First, the defendant must show that counsel’s performance was deficient. This requires showing that counsel made errors so serious that counsel was not functioning as the “counsel” guaranteed the defendant by the Sixth Amendment. Second, the defendant must show that the deficient performance prejudiced the defense. This requires showing that counsel’s errors were so serious as to deprive the defendant of a fair trial, a trial whose result is reliable.

A habeas petitioner claiming ineffective assistance of counsel must succeed on both prongs of the Strickland, test. Johnson v. Alabama, 256 F.3d 1156, 1176 (11th Cir. 2001). Because we conclude that Bogan has failed to make a sufficient showing of deficient performance on either of his claims, we need not address prejudice. See Strickland, 466 U.S. at 697, 104 S.Ct. at 2069.

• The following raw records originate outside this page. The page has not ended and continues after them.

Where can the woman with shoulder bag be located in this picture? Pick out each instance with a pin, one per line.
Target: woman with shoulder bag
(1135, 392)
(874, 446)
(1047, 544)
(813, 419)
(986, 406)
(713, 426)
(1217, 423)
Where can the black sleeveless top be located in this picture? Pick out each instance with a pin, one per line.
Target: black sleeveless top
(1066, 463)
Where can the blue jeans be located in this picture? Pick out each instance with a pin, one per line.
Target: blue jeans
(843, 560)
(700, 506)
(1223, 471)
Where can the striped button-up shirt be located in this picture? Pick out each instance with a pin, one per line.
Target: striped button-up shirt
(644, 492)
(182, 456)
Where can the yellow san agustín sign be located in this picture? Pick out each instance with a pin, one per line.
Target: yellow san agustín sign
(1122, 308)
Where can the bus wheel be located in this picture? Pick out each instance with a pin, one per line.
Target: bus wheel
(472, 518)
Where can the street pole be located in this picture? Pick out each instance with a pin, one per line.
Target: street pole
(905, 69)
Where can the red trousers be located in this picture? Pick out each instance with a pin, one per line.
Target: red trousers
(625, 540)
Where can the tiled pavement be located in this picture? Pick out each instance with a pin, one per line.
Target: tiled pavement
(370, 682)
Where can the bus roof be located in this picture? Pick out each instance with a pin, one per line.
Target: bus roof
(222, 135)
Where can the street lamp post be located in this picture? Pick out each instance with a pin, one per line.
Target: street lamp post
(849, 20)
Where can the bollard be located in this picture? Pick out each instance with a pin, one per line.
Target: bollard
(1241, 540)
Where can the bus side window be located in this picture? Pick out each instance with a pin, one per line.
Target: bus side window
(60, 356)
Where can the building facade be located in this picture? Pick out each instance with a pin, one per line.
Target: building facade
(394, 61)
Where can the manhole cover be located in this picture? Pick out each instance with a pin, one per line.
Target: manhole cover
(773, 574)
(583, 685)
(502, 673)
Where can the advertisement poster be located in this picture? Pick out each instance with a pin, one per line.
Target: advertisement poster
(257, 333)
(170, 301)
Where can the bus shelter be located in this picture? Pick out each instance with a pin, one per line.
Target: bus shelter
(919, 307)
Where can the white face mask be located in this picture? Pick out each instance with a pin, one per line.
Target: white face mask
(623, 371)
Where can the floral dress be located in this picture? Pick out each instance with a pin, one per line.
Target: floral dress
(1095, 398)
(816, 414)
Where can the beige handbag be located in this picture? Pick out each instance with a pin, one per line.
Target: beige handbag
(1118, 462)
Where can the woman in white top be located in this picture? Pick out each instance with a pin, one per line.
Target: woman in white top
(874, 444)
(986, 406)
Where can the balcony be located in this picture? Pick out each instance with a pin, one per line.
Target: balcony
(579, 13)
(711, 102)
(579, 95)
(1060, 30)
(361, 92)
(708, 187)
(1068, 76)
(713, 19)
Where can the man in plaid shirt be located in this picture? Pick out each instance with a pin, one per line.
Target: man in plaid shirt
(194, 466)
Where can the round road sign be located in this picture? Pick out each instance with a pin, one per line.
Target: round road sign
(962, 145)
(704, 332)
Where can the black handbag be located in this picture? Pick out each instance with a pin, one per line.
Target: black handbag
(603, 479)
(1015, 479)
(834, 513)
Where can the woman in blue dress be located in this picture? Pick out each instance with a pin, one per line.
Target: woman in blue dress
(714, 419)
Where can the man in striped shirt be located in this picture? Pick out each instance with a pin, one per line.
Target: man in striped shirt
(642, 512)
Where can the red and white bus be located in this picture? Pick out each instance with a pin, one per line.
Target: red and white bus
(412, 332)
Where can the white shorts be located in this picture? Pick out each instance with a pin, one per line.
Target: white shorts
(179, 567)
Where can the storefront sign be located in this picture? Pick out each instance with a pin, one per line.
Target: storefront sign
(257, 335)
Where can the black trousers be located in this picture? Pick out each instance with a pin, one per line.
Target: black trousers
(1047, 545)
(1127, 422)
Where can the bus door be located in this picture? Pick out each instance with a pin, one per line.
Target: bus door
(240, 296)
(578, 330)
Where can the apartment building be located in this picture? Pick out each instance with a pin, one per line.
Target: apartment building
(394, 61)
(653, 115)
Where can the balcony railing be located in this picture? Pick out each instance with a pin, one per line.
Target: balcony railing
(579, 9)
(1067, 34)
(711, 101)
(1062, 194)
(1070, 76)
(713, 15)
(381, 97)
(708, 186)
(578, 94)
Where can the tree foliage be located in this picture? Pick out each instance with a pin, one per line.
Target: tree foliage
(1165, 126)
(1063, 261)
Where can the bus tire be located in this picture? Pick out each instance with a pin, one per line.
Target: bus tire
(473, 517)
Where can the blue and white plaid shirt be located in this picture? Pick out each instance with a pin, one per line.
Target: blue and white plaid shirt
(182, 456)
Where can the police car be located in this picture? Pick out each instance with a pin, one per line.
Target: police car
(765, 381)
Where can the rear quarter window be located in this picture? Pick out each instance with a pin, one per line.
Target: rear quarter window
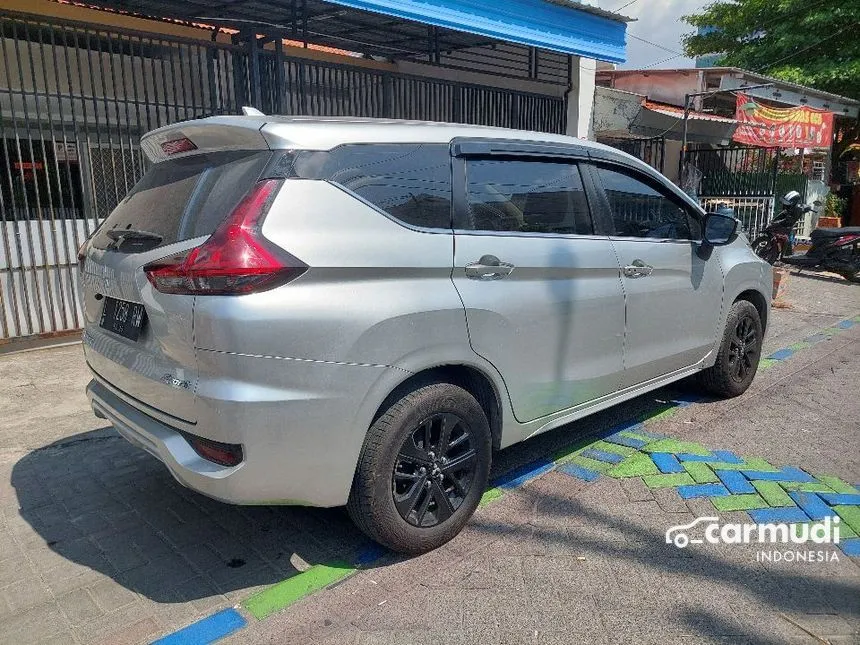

When evaluating the performance prong, counsel’s representation is judged by an objective standard of reasonableness under all the circumstances, and “[jjudicial scrutiny of counsel’s performance must be highly deferential.” See id. at 688-89, 104 S.Ct. at 2065. “A fair assessment of attorney performance requires that every effort be made to eliminate the distorting effects of hindsight, to reconstruct the circumstances of counsel’s challenged conduct, and to evaluate the conduct from counsel’s perspective at the time.” Id. at 689, 104 S.Ct. at 2065. In order to demonstrate deficient performance, the petitioner must overcome a “strong presumption that counsel’s conduct [fell] within the wide range of reasonable professional assistance” and that “under the circumstances, the challenged action might be considered sound trial strategy.” Id. (quotation marks omitted).